I rented a room in a flat on Brompton Road in South Kensington. The lessee of the flat, on the second and third floors of the building, operated a shop on the ground floor. I can’t remember what the shop sold but the business was not doing well apparently and he was renting rooms in the flat to others and sleeping in a cubby-hole himself. I can’t imagine that his subletting was legal but he was a nice bloke and we got along.

I was away at the Public Record Office most of the time, lonely when not working (I knew no one in London) and became a devotee of BBC radio. One evening I heard a program about Joyce Grenfell – the toothy comedienne with the impossibly pukka accent. She said she’d started a diary on New Year’s Day one year and made an entry in the approved clipped style, omitting pronouns. Then she let a few days go by before abandoning the exercise after writing ‘Forget what did’.

I was amused by this and began a diary that I kept for the whole of my stay in Britain (about nine months). I then went to Fiji for more research and didn’t keep one there. Back in Canberra I put the British diary away somewhere and felt no impulse to be a diarist until I went on my travels again.
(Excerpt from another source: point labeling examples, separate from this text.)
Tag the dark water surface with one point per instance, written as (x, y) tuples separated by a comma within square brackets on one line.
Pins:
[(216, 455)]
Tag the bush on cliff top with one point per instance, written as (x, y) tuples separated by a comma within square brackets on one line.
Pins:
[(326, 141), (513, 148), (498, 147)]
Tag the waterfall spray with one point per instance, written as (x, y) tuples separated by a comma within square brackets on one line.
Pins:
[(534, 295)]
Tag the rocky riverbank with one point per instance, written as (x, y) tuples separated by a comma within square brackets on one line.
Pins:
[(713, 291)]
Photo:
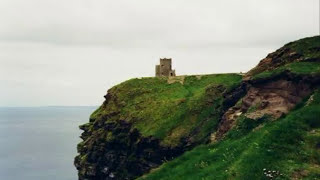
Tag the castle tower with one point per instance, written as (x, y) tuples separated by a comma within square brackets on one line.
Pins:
[(165, 68)]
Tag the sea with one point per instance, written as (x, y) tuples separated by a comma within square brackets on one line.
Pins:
[(39, 143)]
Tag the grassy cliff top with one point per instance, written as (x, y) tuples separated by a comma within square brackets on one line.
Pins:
[(299, 57), (169, 109)]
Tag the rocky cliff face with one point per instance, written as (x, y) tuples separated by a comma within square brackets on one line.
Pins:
[(144, 123)]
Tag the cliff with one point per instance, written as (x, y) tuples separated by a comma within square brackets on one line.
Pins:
[(263, 125)]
This time it was to New Guinea and the Solomon Islands and, perhaps prompted by loneliness again, I kept another diary.

Back in Canberra, in the turmoil of a relationship break-up and the establishment of a new one – no diary.
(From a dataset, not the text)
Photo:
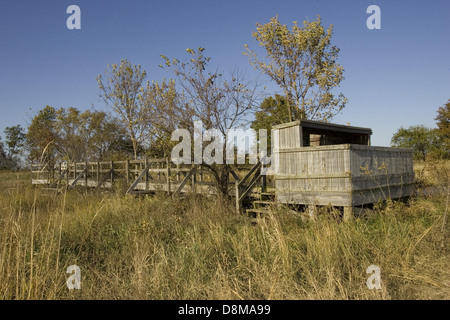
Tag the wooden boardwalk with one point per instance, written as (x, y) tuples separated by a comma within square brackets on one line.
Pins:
[(149, 176)]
I didn’t resume diarising until about ten years later when, embarked on a writing career with a partner and three children, living on the Illawarra coast and acquainted with writers, publishers, journalists, artists and ‘characters’ from my Sydney days and having a feeling for the therapeutic benefit of writing, I began again to record my days.

I’ve kept a diary ever since, documenting events in my writing and personal life, traversing, sometimes in almost encoded form, the ups and downs, betrayals and loyalties, conflicts, successes, disappointments and travels. Inevitably, as I got older, dramas, such as they were, receded and tranquillity – with occasional glitches – became the norm. These days, apart from the too-frequent medical appointments and notes on what I’m reading and writing, the entries are merely social – eg ‘Lunch with Michael Wilding’ – or a record of visits from family members and the births of grandchildren.

When talk of an autobiography from the ‘Godfather of Australian crime fiction’ comes up, mention is made of the diaries. Apart from not wanting to do it, I have the answer – ‘I’m too blind to read the bloody stuff.’ It’ll still be here when I’m gone. Let someone else have a go if they can persuade a publisher – which has always been my modus operandi – that there’s a quid in it.